I cellulari sono tutti pronti anche se la connessione internet non funziona più per nessuno. “Ce lo viviamo il momento, quindi?”, chiede in modo retorico Tania, arrivata anche lei non appena è uscita la notizia della fumata bianca. Accanto a lei ci sono Chiara e un’amica, scattano fotografie della loggia per capire se i loro dispositivi riusciranno a immortalare un momento così importante. Nell'attesa Tania continua a sperare che sia Zuppi il cardinale che si affaccerà a momenti, o al massimo Pizzaballa.
L'acqua della fontana ovatta il rumore dell’attesa fatta di voci, canti, sospiri, fino al momento che tutti aspettano: si apre la tenda della loggia, il protodiacono, il cardinale Dominique Mamberti, recita la tradizionale formula in latino dalla Loggia della Benedizione.
È il cardinale nordamericano Robert Francis Prevost, e ha scelto il nome di Leone XIV. Dalla nostra posizione il nome non si sente bene nonostante gli altoparlanti. Un giovane prete riesce a captare “Robert” (il nome in latino), ma nessuno immagina che quel Robert sia Prevost, il primo statunitense della storia a diventare Pontefice.

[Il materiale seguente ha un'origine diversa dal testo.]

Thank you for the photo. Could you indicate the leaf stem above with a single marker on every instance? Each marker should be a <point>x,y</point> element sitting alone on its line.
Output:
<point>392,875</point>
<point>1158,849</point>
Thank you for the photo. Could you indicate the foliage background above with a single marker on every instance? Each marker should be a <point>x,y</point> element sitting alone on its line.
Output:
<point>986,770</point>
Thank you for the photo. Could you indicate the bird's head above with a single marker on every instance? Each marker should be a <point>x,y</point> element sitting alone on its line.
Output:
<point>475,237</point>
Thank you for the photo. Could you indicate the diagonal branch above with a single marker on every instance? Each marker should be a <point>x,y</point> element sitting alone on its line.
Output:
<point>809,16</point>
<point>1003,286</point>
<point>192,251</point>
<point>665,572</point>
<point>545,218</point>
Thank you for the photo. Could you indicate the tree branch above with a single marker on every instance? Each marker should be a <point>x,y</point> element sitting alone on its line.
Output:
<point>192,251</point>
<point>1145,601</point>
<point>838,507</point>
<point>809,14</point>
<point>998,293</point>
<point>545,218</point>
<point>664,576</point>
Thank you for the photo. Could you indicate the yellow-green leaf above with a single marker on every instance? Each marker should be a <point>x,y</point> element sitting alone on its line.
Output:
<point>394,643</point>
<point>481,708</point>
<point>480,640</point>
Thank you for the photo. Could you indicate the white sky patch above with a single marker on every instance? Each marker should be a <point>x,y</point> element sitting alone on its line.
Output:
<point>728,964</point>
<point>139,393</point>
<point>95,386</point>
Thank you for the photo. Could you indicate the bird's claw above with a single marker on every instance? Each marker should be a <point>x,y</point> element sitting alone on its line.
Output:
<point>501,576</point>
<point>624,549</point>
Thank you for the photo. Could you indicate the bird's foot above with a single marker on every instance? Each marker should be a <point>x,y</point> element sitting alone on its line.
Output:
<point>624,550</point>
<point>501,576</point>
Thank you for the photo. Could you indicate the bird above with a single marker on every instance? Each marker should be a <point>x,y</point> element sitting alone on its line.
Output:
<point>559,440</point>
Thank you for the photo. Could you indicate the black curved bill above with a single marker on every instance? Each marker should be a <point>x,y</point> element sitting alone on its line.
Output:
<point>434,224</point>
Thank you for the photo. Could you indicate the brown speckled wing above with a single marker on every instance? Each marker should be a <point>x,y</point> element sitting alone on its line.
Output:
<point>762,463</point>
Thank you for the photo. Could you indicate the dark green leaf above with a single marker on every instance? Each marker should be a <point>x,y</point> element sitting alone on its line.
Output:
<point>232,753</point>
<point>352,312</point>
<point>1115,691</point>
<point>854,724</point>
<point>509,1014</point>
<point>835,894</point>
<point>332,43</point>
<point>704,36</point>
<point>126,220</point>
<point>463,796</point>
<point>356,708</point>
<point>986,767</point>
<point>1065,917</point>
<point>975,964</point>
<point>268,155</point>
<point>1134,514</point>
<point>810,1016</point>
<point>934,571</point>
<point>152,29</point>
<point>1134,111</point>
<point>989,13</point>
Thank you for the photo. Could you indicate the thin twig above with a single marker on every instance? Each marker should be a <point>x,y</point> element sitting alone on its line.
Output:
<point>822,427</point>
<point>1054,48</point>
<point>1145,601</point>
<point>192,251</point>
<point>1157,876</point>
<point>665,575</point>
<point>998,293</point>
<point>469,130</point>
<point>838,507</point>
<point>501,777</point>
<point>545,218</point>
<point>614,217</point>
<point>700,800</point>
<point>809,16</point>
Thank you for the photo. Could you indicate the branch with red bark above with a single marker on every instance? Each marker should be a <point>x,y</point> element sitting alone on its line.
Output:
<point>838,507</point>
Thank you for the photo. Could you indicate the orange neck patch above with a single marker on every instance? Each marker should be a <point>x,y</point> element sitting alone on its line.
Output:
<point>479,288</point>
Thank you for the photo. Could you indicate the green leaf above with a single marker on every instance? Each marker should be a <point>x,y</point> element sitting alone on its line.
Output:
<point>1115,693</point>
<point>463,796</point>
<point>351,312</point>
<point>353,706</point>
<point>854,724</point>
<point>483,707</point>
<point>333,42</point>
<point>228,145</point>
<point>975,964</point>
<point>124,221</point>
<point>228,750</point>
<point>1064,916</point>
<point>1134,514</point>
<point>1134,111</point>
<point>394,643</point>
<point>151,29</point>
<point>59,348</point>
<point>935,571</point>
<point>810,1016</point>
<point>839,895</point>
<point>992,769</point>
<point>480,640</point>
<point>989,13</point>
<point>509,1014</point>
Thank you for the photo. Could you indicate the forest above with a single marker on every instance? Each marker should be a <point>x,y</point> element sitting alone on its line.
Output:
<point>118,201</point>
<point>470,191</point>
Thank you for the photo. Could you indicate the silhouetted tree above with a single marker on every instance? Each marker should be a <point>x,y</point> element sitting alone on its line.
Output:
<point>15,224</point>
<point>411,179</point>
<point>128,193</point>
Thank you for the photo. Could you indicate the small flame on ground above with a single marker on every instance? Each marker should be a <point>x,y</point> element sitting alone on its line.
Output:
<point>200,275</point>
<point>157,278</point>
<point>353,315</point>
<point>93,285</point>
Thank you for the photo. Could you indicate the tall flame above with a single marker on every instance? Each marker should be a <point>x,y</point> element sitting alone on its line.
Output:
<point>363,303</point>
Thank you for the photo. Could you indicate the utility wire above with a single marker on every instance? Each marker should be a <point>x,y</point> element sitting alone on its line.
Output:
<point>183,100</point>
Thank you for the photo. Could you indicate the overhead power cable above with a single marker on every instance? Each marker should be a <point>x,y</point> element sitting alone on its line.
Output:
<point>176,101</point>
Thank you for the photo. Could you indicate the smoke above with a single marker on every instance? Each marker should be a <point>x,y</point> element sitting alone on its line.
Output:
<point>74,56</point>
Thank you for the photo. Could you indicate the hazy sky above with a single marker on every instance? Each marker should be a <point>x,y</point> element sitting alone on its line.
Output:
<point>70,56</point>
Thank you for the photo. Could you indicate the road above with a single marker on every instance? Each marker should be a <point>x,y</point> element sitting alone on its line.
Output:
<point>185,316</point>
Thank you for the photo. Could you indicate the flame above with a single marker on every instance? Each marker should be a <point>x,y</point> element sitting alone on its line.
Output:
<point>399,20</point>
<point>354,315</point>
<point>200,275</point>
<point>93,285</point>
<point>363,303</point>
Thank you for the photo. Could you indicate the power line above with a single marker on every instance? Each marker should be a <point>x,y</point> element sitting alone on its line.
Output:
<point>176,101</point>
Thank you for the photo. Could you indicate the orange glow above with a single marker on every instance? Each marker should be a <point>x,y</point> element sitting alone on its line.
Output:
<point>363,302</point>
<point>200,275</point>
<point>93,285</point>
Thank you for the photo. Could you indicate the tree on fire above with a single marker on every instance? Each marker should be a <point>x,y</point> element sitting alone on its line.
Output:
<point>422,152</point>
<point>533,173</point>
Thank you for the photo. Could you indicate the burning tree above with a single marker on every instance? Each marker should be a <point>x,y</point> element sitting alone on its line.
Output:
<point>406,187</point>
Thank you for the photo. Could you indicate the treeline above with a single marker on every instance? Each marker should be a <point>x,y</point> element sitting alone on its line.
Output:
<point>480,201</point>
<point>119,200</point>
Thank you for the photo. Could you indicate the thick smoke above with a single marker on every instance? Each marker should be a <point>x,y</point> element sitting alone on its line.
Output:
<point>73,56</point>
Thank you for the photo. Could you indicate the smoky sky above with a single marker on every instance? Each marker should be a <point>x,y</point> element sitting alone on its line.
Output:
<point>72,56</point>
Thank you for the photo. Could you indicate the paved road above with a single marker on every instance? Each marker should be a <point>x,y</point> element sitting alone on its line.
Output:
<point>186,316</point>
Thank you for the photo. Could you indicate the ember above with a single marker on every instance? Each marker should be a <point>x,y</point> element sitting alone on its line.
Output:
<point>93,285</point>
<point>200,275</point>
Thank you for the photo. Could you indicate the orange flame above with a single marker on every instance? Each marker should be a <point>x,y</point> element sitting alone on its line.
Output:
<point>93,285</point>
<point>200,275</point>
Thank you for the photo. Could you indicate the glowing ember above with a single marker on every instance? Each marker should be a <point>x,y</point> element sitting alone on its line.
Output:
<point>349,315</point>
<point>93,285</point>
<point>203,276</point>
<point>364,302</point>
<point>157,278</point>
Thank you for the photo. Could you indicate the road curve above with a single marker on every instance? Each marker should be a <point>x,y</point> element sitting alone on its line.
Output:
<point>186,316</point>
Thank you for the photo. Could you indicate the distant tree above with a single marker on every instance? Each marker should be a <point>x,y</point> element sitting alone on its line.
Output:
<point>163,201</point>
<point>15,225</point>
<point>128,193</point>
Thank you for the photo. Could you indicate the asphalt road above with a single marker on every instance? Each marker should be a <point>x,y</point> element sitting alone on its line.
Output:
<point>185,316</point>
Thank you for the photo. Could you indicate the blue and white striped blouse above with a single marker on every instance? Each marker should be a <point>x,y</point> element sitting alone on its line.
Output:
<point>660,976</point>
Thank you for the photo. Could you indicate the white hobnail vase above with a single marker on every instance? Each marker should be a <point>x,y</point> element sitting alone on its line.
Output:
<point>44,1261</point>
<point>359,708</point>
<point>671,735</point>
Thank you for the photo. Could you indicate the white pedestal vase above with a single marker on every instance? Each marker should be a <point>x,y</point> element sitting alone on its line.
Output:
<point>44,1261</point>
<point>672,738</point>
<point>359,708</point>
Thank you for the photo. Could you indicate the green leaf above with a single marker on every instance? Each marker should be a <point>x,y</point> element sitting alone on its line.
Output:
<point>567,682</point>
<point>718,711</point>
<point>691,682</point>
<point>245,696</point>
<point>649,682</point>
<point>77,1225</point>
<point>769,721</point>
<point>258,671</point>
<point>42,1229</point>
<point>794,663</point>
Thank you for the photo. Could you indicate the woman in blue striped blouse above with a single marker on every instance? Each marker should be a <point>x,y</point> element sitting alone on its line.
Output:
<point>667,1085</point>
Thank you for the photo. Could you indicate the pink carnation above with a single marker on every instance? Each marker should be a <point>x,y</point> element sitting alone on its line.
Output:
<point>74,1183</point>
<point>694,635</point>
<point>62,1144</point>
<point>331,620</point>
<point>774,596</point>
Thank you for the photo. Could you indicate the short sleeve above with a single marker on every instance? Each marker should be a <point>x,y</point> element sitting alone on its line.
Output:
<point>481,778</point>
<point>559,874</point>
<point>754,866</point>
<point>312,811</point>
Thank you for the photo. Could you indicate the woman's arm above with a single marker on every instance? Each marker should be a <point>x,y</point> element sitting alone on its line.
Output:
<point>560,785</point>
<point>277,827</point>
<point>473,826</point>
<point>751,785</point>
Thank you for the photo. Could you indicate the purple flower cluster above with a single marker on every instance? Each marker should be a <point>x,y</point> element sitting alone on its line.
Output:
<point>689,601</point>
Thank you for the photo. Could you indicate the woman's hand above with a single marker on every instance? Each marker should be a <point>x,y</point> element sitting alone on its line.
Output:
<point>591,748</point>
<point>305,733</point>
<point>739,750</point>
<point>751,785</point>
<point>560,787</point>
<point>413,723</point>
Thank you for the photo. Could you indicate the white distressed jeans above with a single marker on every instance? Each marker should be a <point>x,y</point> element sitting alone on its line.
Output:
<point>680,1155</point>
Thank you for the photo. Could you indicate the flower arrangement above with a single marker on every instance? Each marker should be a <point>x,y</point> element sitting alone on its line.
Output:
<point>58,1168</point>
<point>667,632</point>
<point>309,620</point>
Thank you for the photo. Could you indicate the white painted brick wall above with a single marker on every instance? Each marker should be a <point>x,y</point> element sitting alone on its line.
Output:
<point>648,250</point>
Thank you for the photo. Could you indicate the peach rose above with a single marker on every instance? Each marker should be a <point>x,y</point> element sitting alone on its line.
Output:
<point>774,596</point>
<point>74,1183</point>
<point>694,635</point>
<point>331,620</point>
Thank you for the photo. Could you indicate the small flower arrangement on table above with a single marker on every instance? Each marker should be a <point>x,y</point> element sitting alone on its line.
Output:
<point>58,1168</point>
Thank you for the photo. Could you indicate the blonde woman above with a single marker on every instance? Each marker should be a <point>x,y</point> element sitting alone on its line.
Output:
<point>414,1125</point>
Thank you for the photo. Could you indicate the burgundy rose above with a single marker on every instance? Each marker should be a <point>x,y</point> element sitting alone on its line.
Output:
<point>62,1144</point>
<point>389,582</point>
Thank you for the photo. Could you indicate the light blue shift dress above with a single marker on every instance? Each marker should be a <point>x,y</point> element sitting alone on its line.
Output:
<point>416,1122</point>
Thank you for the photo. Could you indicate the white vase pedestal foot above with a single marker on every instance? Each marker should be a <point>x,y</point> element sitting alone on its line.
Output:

Hamebus Papam: il momento storico da Piazza San Pietro
La Storia è in piazza San Pietro, e i presenti lo percepiscono: la linea ancora non c’è, nessuno riesce ad andare su internet per capire chi sia il nuovo Papa, e per un momento, tra alcuni fedeli, c’è paura per chi possa governare la Chiesa del presente e del futuro.
I minuti che separano l'annuncio del protodiacono dall'arrivo neo Pontefice sembrano quasi interminabili. “Leone XIV? Wow”, dice qualcuno. Le notizie iniziano a rimbalzare da una persona all’altra, ma senza l’ausilio di internet nessuno si sbilancia. Poi le tende della loggia si aprono ancora e il cardinale Prevost saluta la folla in italiano.
“Anch’io vorrei che questo saluto di pace entrasse nel vostro cuore, raggiungesse le vostre famiglie, a tutte le persone, ovunque siano, a tutti i popoli, a tutta la terra”. Sono queste le prime parole di Prevost, anche se l'audio non è ancora al massimo e si fa fatica a scandire le parole del primo discorso del nuovo Papa.
Sono tutti increduli, ma ora anche sorridenti. La preghiera dedicata alla pace del mondo, gli applausi, e addirittura i cori che intonano “Papa, Papa”, si affievoliscono alla recita dell’Ave Maria. Gli altoparlanti non servono più: Piazza San Pietro diventa una preghiera vivente, mentre una luna a metà comincia a prendersi il posto del sole.
“Se me permiten también una palabra, un saludo a todos aquellos en mi querida diócesis de Chiclayo, en el Perú”, ha detto il Papa in spagnolo, per salutare “tutte le persone della mia amata diocesi di Chiclayo, in Perù”. Le bandiere spagnole e sudamericane sventolano insieme agli applausi che salutano il primo discorso di Leone XIV. “È questa la forza della Chiesa”, sorride un giovane prete africano, “che ti lascia così, di sorpresa”. La piazza fa fatica a svuotarsi, la festa è ancora qui e nessuno vuole andarsene.
Vicino al colonnato c’è anche Don Giulio, parroco di una parrocchia di Tor Bella Monaca, insieme ad amici e fedeli. Racconta il momento della fumata e l’istante dopo già in sella al suo motorino per raggiungere il Vaticano nel minor tempo possibile.
Il traffico intenso non ha scoraggiato nessuno oggi. “Il Signore ci voleva tutti qui”, afferma Don Giulio. Sorride anche lui guardando i tanti giovani ancora presenti: “Una cosa del genere forse solo se l’Italia avesse vinto i Mondiali”, conclude. “Anzi, di più”.